Actually I noticed a tendency from open-source projects to have slow 
increment of version number, while proprietary projects usually have big 
version numbers.

Linux 2.x: 1991 Python 3.x.x: 1991. Apache 2.0: 1995. OpenOffice.org 3.0: 
acquired by Sun at 1999. GIMP 2.x: 1995. Wine 1.x: 1993.

Compare with 
Windows: NT 3.1-NT 6.x: 1993. Visual Studio 97, 6.0, .NET, .NET 
2003, .NET 2005, 2008: 1997. Photoshop (11 versions to CS4): 1987. 
Microsoft Office 3, 4, 95, 97, 2000, XP, 2003, 2007: 1990. Flash MX, 9, 
CS 1-4. iTunes 8: 2001. RealPlayer 4-11: 1995. Macintosh 1.0-9: 
1984-2001, X.5: 2001. Winzip 12.0: early 1990s. 

Interestingly, many linux _distro_ also inhibit this quick version number 
change.

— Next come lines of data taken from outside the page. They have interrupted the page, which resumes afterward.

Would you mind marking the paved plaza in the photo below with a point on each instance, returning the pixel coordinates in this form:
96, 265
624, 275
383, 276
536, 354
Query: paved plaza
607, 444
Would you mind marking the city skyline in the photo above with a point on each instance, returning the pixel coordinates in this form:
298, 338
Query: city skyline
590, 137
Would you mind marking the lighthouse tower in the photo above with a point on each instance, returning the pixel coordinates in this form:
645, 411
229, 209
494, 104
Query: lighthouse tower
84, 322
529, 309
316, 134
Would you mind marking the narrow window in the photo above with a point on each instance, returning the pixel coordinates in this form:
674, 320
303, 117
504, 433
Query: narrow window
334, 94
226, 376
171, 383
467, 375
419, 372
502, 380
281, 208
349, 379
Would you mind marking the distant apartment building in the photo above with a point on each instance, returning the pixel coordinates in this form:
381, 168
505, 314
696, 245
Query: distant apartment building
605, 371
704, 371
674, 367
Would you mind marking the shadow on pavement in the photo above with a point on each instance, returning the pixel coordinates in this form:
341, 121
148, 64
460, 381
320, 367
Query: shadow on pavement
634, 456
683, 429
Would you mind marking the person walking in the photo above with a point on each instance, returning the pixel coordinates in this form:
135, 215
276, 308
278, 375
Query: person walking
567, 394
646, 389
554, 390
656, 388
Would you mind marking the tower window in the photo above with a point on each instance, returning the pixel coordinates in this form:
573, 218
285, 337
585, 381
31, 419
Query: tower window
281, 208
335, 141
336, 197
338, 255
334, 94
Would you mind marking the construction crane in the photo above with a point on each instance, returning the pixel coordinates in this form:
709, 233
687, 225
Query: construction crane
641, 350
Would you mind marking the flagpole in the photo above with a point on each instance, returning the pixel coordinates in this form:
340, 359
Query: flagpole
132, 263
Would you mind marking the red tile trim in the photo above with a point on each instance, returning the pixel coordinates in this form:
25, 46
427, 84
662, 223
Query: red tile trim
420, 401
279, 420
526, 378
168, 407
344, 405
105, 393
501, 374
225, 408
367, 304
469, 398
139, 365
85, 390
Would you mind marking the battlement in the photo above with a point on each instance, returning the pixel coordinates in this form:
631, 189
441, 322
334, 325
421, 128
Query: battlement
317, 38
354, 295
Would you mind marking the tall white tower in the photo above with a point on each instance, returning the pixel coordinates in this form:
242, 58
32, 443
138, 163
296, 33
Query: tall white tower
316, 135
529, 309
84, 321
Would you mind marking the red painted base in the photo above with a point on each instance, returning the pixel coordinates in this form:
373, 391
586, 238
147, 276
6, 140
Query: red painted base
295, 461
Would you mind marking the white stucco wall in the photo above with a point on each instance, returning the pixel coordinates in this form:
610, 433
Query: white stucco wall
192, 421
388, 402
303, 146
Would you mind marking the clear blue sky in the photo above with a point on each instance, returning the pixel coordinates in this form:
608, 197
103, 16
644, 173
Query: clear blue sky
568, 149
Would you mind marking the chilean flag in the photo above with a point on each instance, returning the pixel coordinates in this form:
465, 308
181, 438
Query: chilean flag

Fedora 10, Ubuntu is 2 years old, version 8 (they start from 
version 6 not 1).

Probably having higher version numbers sells better and looks more 
attractive (since it'd make it seem like the software is not a new 
product), having quick changing version number also makes users doesn't 
mind compatibility breaks. Also a pattern is that prop software often 
change how they version their product, (extreme example: visual studio: 
from using years, version number, .NET, .NET + Year, back to year). 
Changing how you version your product would make it "looks" like it's a 
fresh new product (boring ol' photoshop 9 looks fresh with the new CS-
tag). 

By having quick changing version number and often changing how product is 
versioned, vendors could also say: "its two/three major version away, we 
don't support that feature anymore since a veeery long time".